Digam o que quiserem, mas os anos 1990 foi um dos mais fecundos para a indústria de games. E não é por nostalgia ou memória afetiva que cravo tal afirmação. É porque a última década do milênio foi um período de convergência de várias plataformas e tecnologias. Tivemos a consolidação dos consoles 16 Bits, assim como a chegada de aparelhos de 32 e 64 Bits, tal como a popularização das placas de som e vídeo e os leitores de disco.
Tudo isso permitiu uma profusão de consoles, gráficos e novos estilos de games. E Vultures: Scavengers of Death surge como uma tentativa de combinar dois gêneros que bombaram nos anos 1990, com dinâmicas distintas, em um único título.
O game bebe na fonte o survival horror clássico e a estratégia tática em turnos. Desenvolvido pela Team Vultures, o jogo coloca o jogador em uma cidade devastada por um desastre biológico, com missões focadas em exploração, coleta de recursos e sobrevivência. A primeira vista é impossível não se lembrar do título de estreia da franquia Resident Evil, misturado como UFO: Enemy Unknow.
A estrutura é baseada em incursões por áreas contaminadas, nas quais o jogador controla personagens com habilidades específicas. O objetivo central envolve entrar, coletar itens e sair com vida, evitando confrontos diretos sempre que possível. A gestão de recursos, especialmente munição e itens médicos, é parte essencial da experiência.

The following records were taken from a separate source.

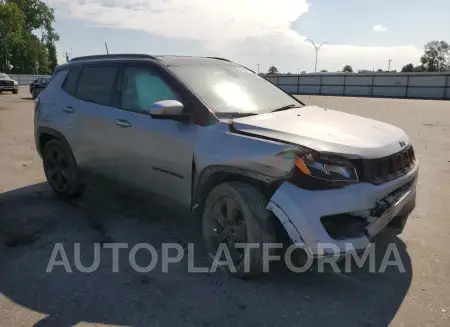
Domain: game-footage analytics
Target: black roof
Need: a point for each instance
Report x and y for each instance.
(165, 59)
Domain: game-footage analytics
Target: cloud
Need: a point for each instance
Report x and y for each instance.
(379, 28)
(249, 31)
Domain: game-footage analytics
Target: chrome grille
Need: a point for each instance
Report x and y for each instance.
(6, 83)
(378, 171)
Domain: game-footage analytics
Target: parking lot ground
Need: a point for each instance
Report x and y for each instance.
(33, 220)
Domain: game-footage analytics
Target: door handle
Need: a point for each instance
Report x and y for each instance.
(123, 123)
(68, 109)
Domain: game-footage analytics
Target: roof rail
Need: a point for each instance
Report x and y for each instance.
(218, 58)
(112, 56)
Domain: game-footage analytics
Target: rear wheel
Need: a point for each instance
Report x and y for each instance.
(235, 213)
(61, 169)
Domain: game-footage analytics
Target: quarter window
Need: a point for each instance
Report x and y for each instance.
(142, 87)
(96, 84)
(70, 85)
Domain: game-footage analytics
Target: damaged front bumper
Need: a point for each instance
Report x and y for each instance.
(346, 218)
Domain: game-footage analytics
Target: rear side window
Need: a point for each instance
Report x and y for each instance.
(96, 85)
(70, 85)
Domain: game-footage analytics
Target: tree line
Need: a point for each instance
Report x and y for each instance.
(22, 51)
(436, 58)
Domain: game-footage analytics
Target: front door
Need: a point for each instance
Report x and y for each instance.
(155, 154)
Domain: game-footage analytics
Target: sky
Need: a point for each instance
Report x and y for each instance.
(365, 34)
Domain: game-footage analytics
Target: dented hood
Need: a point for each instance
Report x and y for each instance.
(328, 131)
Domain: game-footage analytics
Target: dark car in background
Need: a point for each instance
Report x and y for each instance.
(37, 86)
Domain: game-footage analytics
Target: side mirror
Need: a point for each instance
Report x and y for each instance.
(167, 109)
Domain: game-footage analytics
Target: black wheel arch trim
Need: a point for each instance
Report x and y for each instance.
(54, 133)
(216, 174)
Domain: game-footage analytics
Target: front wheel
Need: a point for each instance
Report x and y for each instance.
(235, 213)
(61, 169)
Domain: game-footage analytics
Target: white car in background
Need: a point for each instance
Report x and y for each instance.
(8, 84)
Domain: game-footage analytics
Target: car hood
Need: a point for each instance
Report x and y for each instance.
(327, 130)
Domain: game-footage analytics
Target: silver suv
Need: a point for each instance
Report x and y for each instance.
(215, 138)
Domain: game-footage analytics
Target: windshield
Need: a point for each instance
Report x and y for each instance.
(228, 89)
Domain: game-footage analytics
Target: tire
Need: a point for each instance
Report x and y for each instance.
(61, 169)
(255, 219)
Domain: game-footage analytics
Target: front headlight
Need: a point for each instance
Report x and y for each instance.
(313, 170)
(327, 168)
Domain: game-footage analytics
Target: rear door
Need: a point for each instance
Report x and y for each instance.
(92, 113)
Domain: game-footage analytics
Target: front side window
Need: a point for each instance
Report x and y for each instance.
(231, 88)
(96, 85)
(142, 87)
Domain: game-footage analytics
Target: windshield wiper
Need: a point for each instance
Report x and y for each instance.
(290, 106)
(235, 114)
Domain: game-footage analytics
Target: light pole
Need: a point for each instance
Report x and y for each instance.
(316, 48)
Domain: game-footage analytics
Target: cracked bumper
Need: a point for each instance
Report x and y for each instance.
(300, 211)
(9, 88)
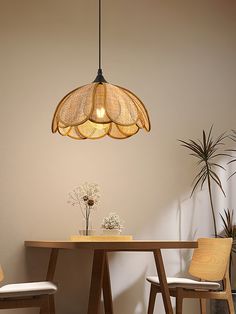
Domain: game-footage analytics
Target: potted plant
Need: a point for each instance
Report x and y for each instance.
(207, 151)
(111, 224)
(228, 231)
(86, 196)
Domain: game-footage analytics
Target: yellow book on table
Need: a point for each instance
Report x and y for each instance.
(100, 238)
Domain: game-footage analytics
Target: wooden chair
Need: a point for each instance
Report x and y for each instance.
(210, 264)
(22, 295)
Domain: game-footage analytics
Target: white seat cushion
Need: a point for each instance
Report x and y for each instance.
(27, 289)
(186, 283)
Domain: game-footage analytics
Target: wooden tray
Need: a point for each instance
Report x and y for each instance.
(101, 238)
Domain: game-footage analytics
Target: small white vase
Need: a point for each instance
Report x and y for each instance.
(89, 232)
(111, 232)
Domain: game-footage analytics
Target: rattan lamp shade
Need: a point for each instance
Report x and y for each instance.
(99, 109)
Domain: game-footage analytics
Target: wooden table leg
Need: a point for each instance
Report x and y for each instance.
(96, 282)
(106, 287)
(50, 276)
(163, 282)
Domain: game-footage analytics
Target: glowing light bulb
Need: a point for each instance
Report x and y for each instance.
(100, 112)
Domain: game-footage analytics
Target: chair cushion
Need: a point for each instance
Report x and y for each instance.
(186, 283)
(27, 289)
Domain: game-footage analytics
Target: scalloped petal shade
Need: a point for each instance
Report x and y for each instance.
(98, 109)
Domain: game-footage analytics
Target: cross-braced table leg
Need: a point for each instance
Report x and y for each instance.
(50, 276)
(163, 282)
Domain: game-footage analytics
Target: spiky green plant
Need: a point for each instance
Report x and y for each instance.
(232, 137)
(229, 231)
(207, 151)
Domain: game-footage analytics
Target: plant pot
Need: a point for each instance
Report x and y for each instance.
(85, 232)
(221, 307)
(111, 232)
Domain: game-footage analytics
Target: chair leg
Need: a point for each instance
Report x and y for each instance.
(179, 301)
(230, 303)
(45, 306)
(152, 299)
(203, 306)
(52, 304)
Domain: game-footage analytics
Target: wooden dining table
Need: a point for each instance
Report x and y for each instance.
(100, 277)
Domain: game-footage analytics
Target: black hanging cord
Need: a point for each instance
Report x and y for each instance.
(99, 78)
(99, 34)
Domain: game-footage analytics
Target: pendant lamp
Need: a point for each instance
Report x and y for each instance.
(100, 108)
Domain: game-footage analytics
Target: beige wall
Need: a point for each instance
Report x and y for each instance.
(179, 57)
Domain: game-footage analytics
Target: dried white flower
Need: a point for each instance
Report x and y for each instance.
(112, 221)
(86, 196)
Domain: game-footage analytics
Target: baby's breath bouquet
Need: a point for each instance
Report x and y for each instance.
(86, 196)
(111, 222)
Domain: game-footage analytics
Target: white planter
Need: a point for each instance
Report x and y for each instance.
(110, 232)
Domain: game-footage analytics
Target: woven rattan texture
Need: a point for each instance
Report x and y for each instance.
(98, 109)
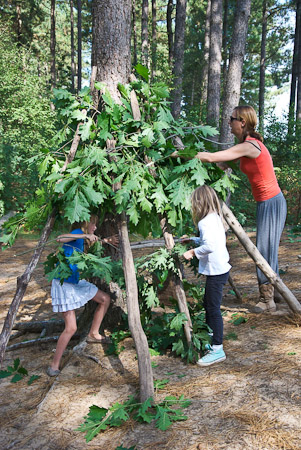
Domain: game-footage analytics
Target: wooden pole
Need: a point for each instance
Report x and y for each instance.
(146, 380)
(259, 260)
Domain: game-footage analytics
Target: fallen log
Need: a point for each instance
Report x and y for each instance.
(37, 341)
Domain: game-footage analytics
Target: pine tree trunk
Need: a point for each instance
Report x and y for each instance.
(134, 30)
(292, 105)
(72, 47)
(169, 31)
(179, 46)
(204, 76)
(298, 109)
(237, 53)
(52, 44)
(79, 45)
(154, 38)
(262, 66)
(259, 260)
(144, 33)
(215, 58)
(224, 44)
(111, 42)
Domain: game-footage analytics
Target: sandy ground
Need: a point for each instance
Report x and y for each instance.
(251, 401)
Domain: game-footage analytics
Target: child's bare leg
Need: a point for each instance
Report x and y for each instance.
(70, 329)
(103, 301)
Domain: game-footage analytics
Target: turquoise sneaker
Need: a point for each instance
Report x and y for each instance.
(212, 357)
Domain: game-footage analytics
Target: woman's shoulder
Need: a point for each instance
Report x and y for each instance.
(211, 218)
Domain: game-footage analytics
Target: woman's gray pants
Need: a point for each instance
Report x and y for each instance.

O principal diferencial está no combate em turnos. Trata-se de um modelo de gameplay que se perdeu nos últimos anos, com o avanço do processamento gráfico e recursos de jogabilidade, que tornaram o estilo obsoleto.
Ao contrário do padrão mais comum no survival horror, que prioriza ação em tempo real e sensação de urgência, aqui o jogador tem tempo para planejar cada movimento. A proposta aproxima o jogo de títulos táticos, nos quais posicionamento e tomada de decisão são mais importantes do que reflexos.
Essa escolha impacta diretamente a construção de tensão. Embora o jogo utilize elementos típicos do horror, como cenários escuros, ambientes fechados e trilha sonora voltada para suspense, a presença do sistema em turnos reduz a sensação de perigo imediato. O jogador raramente é surpreendido, já que todas as ações são mediadas por planejamento. Ou seja, sempre dá para pensar um pouco, sem agir por impulso.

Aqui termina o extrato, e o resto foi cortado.